Eine nachhaltige und zirkuläre Bioökonomie basiert auf hochkomplexen Interaktionen und Nutzungspfaden einer Vielzahl von Prozessen, Produkten und Reststoffen.
Unser Ziel ist es, die Komplexität dieser stark vernetzten und interagierenden bioökonomischen Produktionssysteme zu verstehen und mithilfe einer wissensbasierten, dynamischen und anpassungsfähigen Prozesssteuerung nutzbar zu machen.

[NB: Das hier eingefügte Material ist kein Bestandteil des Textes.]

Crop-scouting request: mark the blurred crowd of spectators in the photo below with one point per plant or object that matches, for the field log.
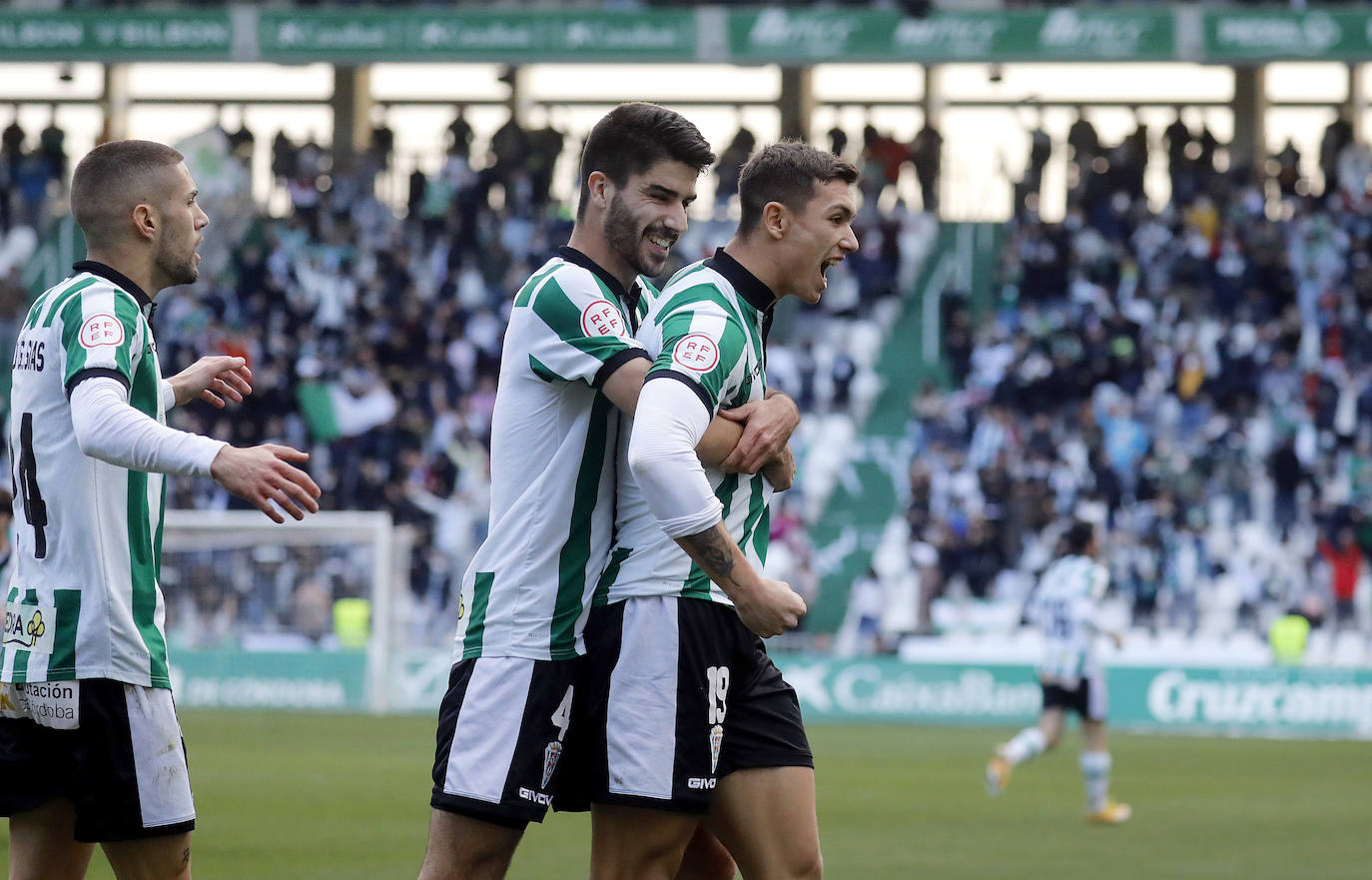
(1196, 380)
(374, 334)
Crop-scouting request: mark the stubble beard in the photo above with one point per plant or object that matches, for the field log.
(624, 238)
(179, 271)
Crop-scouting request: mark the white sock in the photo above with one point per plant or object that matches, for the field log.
(1095, 770)
(1028, 743)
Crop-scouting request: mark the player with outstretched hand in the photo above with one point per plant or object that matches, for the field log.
(89, 743)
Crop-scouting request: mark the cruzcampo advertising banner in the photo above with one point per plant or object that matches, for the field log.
(797, 35)
(1273, 35)
(509, 36)
(80, 35)
(1249, 702)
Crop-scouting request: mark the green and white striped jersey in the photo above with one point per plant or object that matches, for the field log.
(83, 598)
(1064, 609)
(707, 330)
(553, 440)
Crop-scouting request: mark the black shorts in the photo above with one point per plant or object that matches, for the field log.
(122, 765)
(678, 693)
(501, 732)
(1088, 699)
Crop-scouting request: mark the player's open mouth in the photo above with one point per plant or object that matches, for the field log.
(824, 271)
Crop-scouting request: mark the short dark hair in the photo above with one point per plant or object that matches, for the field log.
(109, 176)
(789, 173)
(1077, 539)
(633, 138)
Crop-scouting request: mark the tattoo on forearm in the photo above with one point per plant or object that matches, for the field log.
(715, 553)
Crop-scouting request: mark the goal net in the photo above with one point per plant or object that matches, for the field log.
(238, 585)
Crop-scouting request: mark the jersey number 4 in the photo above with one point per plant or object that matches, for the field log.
(25, 483)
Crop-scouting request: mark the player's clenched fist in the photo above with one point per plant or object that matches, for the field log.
(770, 608)
(265, 476)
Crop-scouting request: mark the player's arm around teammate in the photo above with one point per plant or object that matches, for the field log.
(756, 778)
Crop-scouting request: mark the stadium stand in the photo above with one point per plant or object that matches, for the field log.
(1196, 380)
(374, 337)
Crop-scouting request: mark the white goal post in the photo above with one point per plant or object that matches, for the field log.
(249, 571)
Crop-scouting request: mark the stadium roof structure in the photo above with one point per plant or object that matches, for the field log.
(705, 33)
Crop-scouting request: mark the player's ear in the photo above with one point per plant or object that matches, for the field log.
(144, 221)
(598, 186)
(775, 220)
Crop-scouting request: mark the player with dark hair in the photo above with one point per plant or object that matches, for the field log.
(89, 743)
(569, 366)
(1064, 608)
(693, 722)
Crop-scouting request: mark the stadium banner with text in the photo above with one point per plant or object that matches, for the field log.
(501, 36)
(1284, 35)
(81, 35)
(1277, 702)
(797, 35)
(313, 680)
(1249, 702)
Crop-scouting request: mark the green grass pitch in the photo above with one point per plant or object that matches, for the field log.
(319, 796)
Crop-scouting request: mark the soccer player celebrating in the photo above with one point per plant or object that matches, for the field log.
(693, 721)
(569, 366)
(89, 744)
(1064, 607)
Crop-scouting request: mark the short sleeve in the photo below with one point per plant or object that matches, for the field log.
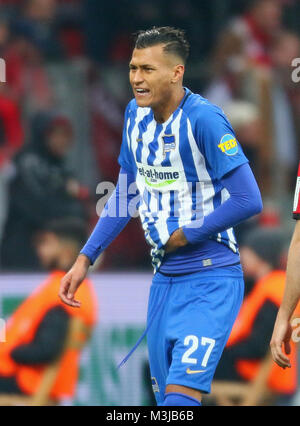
(125, 157)
(296, 207)
(218, 142)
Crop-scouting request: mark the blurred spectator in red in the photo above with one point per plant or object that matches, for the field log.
(26, 76)
(285, 107)
(11, 140)
(244, 44)
(37, 24)
(42, 189)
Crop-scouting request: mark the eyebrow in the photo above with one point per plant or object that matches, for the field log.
(141, 66)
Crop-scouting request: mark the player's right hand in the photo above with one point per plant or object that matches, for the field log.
(72, 280)
(281, 336)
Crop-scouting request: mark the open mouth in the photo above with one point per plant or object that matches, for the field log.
(142, 92)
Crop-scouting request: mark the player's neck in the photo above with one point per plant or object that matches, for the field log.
(163, 111)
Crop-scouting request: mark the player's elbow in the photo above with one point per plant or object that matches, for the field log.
(256, 205)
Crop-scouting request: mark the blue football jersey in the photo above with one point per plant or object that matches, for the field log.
(178, 166)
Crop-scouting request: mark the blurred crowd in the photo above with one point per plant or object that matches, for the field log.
(241, 60)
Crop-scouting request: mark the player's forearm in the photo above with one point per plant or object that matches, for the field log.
(292, 287)
(113, 219)
(244, 202)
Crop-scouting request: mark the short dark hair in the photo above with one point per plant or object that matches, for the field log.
(70, 228)
(174, 40)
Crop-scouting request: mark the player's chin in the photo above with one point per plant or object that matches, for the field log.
(143, 102)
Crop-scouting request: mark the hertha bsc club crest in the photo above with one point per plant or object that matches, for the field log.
(169, 143)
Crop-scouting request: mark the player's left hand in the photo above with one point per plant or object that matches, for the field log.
(281, 336)
(176, 240)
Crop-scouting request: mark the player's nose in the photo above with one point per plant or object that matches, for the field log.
(137, 77)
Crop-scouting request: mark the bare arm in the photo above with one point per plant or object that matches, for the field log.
(282, 328)
(292, 288)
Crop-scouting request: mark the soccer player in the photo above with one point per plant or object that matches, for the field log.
(194, 183)
(282, 328)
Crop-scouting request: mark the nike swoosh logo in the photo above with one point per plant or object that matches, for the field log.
(189, 371)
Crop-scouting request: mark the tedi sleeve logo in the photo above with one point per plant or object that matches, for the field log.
(228, 145)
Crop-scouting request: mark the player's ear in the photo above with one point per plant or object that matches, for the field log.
(178, 72)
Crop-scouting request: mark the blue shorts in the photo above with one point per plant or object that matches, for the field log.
(190, 318)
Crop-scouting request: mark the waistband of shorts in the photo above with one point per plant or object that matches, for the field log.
(230, 271)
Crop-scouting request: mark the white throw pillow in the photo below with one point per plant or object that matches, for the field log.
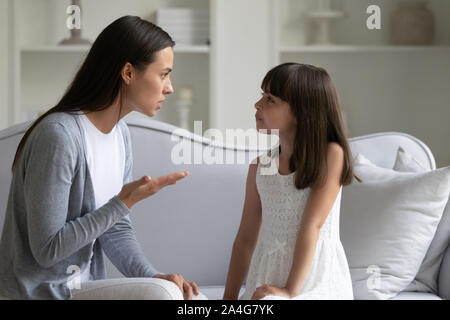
(405, 162)
(426, 279)
(387, 225)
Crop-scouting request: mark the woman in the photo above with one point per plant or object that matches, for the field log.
(71, 191)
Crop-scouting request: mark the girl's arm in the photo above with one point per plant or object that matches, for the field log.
(246, 238)
(320, 202)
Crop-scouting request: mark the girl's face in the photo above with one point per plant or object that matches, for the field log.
(274, 113)
(147, 89)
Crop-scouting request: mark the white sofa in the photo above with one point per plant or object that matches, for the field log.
(189, 228)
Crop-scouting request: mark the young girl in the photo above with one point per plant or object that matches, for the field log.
(292, 217)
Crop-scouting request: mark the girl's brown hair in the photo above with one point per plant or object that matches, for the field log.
(314, 102)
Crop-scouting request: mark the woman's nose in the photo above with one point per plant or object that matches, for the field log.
(168, 89)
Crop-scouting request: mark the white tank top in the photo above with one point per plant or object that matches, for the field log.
(105, 155)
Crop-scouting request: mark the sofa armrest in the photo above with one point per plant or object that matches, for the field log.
(444, 276)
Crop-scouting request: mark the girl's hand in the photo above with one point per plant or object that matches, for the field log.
(187, 287)
(145, 187)
(268, 290)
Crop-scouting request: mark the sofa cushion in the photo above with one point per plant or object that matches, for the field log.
(405, 295)
(216, 292)
(426, 279)
(384, 252)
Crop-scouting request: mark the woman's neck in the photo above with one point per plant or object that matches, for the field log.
(287, 146)
(106, 119)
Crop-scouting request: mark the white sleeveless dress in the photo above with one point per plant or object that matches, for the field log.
(282, 208)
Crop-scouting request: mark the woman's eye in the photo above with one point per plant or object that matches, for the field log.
(268, 98)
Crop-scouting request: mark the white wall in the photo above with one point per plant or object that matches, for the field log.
(243, 55)
(4, 114)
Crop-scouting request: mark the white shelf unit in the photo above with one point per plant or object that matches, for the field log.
(42, 70)
(361, 49)
(382, 87)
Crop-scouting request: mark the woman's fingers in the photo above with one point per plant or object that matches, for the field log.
(194, 287)
(169, 179)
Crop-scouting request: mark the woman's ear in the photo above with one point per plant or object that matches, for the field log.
(128, 73)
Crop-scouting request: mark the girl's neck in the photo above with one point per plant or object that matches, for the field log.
(287, 146)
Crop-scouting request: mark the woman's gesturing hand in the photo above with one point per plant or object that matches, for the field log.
(188, 288)
(138, 190)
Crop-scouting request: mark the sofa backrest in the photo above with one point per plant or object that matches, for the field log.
(189, 228)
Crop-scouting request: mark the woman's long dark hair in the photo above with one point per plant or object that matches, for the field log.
(98, 82)
(314, 102)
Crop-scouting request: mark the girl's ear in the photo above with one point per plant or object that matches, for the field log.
(127, 73)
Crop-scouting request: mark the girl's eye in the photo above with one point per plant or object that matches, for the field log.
(269, 99)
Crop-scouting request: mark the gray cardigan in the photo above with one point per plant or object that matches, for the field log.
(50, 222)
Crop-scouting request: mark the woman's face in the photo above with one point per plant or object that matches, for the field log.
(147, 89)
(274, 113)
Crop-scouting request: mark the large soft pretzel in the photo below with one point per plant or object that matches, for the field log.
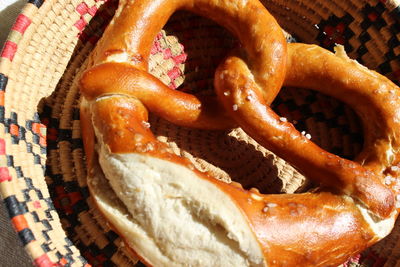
(171, 214)
(355, 205)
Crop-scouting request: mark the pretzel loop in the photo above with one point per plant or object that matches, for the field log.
(171, 214)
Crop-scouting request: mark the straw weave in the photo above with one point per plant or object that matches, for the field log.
(42, 163)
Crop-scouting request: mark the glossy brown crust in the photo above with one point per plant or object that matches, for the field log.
(266, 127)
(175, 106)
(374, 97)
(312, 229)
(137, 22)
(133, 29)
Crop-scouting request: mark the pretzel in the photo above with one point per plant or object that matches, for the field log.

Künstliche Intelligenz (KI), Data Science (DS) und Digitale Zwillinge (DZ) sind dabei elementare Werkzeuge, die dabei unterstützen, die anfallenden riesigen Datenmengen auszuwerten, Lösungsansätze zu erarbeiten und für die Praxis anwendbar zu machen

Künstliche Intelligenz …

Mithilfe von KI-Technologien lassen sich große Mengen biologischer Daten sowie Daten der technischen und natürlichen Umwelt analysieren und Muster und komplexe Zusammenhänge identifizieren, um daraus selbstständige Lösungen für eine Entscheidung oder weitere Arbeitsschritte abzuleiten. Bereits heute finden sich KI-Anwendungen in der Praxis, beispielsweise in Form von autonomen Fütterungs- und Melkrobotern oder von Traktoren und Erntemaschinen, die in der Lage sind, ihre Arbeitsprozesse selbstständig durchzuführen und sich an veränderte Bedingungen anpassen.
KI hat das Potenzial, die Effizienz, Nachhaltigkeit und Innovationskraft bioökonomischer Prozesse erheblich zu steigern. Zudem knüpfen sich auch Erwartungen an KI, innovative Lösungen für globale Herausforderungen wie den Klimawandel, die Ernährungssicherheit und die Ressourcenknappheit hervorzubringen.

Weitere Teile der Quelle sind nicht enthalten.